We Have The Whole World Of Cloud In Our Hands
October 18, 2021 Timothy Prickett Morgan
Cloud is a consumption model more than anything else, but it is also an architecture. What that really means is that for a lot of customers, on premises cloud is a bit different from what are called “public” clouds, which we all know are as proprietary as any System/3X or AS/400 or IBM i on Power Systems ever was. There ain’t nothing at all public about it, and we are trying to break the habit of calling them that. The point is, the big clouds outside of your datacenter look like power utilities, with pricing based on both time and capacity, and the cloud inside your datacenter looks more like a power generator when it is burning diesel.
Still, it is useful to ignore some of these differences and to try to get a handle on just how much money the world is spending on cloud capacity in its various forms. So the market researchers at IDC sat down and peeled apart a whole bunch of different trackers that they do for various aspects of the IT business to put together a forecast of the “worldwide whole cloud” spending between 2021 and 2025. This is an expensive report, but IDC put a teaser out that let’s us get some insight into how the cloud market is shaped.
IDC has some interesting language to describe this all. To make the distinctions, IDC is calling what used to be public clouds “shared cloud services.” And what we used to call on premises clouds is now being referred to “dedicated cloud services,” and this does not include gear that is purchased in any year to run virtualized and possibly containerized cloudy services for the company through the captive IT department, but it does include any hardware and software that supports these functions that is delivered using a cloudy pricing metric. This is what Hewlett Packard Enterprise calls its GreenLake pricing and what Dell calls its Apex pricing and what we have been calling cloud outposts after the service that Amazon Web Services has been offering for a couple of years. This is a good distinction, and we are going to have a think about how we might adopt it. We still like cloud outposts for this distinction, and think that infrastructure that a company owns to build its own clouds could be called dedicated cloud services.

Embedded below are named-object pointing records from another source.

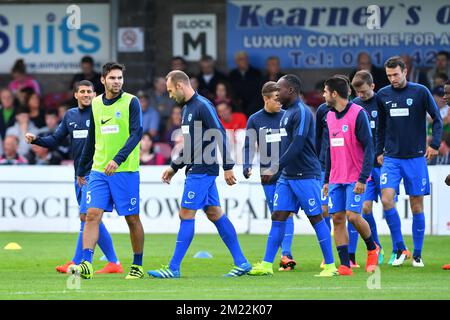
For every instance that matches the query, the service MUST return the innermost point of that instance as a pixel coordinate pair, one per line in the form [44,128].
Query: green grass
[30,273]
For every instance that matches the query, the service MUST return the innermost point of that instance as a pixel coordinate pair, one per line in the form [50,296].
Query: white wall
[42,199]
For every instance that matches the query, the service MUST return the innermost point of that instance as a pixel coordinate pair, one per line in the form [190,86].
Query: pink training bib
[347,153]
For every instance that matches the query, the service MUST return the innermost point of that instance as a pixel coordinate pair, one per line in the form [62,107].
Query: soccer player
[299,183]
[200,120]
[349,162]
[364,86]
[322,146]
[112,146]
[263,133]
[401,150]
[447,182]
[76,124]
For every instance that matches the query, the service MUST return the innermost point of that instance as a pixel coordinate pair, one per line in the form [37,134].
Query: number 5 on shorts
[383,178]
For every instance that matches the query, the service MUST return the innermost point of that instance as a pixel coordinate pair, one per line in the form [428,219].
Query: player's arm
[249,147]
[327,170]
[88,150]
[434,113]
[381,130]
[301,128]
[133,139]
[319,129]
[364,136]
[211,121]
[55,139]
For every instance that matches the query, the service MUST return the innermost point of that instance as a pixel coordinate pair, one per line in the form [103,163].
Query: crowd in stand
[236,95]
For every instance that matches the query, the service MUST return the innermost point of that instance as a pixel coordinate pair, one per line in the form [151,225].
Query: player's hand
[29,137]
[431,153]
[111,168]
[229,177]
[380,159]
[81,181]
[325,190]
[267,174]
[167,175]
[247,173]
[360,188]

Let’s drill into this a bit. First, take a look at this image for a view of the overall “whole cloud” market:
As you can see, the “as a service” parts of the cloud market are expected to dominate the “whole cloud” spending in 2021, comprising $385 billion worldwide and including infrastructure, system infrastructure software, platform, and software as a service – what are commonly abbreviated as IaaS, SISaaS, PaaS, and SaaS. This part of the market has a compound annual growth rate of 21 percent between 2021 and 2025, and will reach $809 billion at the end of the forecast period.

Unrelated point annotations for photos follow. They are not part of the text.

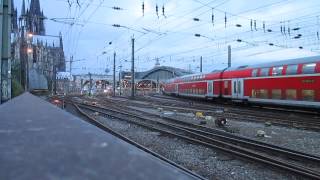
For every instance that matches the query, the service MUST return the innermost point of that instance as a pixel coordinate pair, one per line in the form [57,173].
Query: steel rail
[109,130]
[238,150]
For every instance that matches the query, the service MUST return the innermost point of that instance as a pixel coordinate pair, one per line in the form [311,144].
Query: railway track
[102,126]
[294,119]
[258,152]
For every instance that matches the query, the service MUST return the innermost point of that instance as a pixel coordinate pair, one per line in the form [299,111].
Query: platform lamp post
[120,80]
[5,64]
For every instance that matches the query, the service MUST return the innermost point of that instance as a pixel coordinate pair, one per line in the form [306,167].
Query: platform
[41,141]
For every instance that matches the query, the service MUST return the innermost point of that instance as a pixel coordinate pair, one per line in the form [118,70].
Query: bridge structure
[153,79]
[145,82]
[91,82]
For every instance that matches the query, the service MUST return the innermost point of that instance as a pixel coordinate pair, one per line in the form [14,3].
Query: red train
[294,82]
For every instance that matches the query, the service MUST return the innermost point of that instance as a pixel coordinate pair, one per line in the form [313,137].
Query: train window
[276,94]
[277,71]
[309,68]
[308,95]
[264,72]
[263,94]
[239,87]
[255,73]
[225,84]
[292,69]
[291,94]
[254,93]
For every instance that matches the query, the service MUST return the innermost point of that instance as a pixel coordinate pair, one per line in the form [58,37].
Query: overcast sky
[171,38]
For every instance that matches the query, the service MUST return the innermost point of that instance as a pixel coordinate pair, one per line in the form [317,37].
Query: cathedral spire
[61,41]
[35,7]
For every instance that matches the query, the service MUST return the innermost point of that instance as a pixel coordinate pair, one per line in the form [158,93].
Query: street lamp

The dedicated cloud services – what we call cloud outposts, is starting from a much smaller base of $5 billion in 2021, but will have a 31 percent compound annual growth rate of 31 percent, which by our math means it will reach about $14.8 billion in 2025.

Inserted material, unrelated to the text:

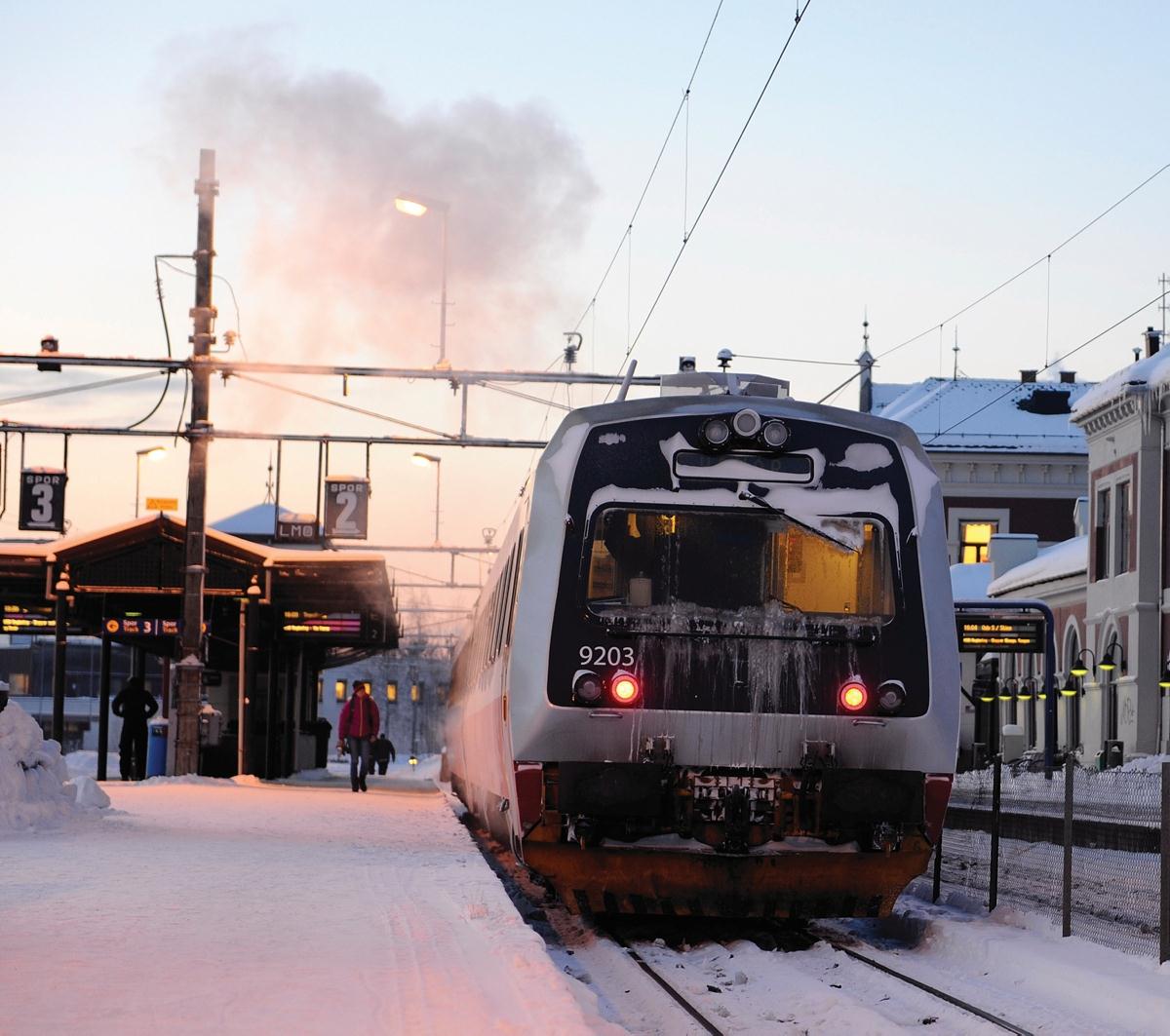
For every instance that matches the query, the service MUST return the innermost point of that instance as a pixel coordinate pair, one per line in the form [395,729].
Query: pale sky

Now, if you take into account professional services and managed services – these are shown in green in the pie charts above – for cloudy wares and add it all up, then the whole market is $706.6 billion in 2021 and will rise to $1.3 trillion by 2025, which works out to a compound annual growth rate of 16.9 percent.
This may not be a perfect way to think about cloud spending, but it is better than any other market casing we have seen in a long while.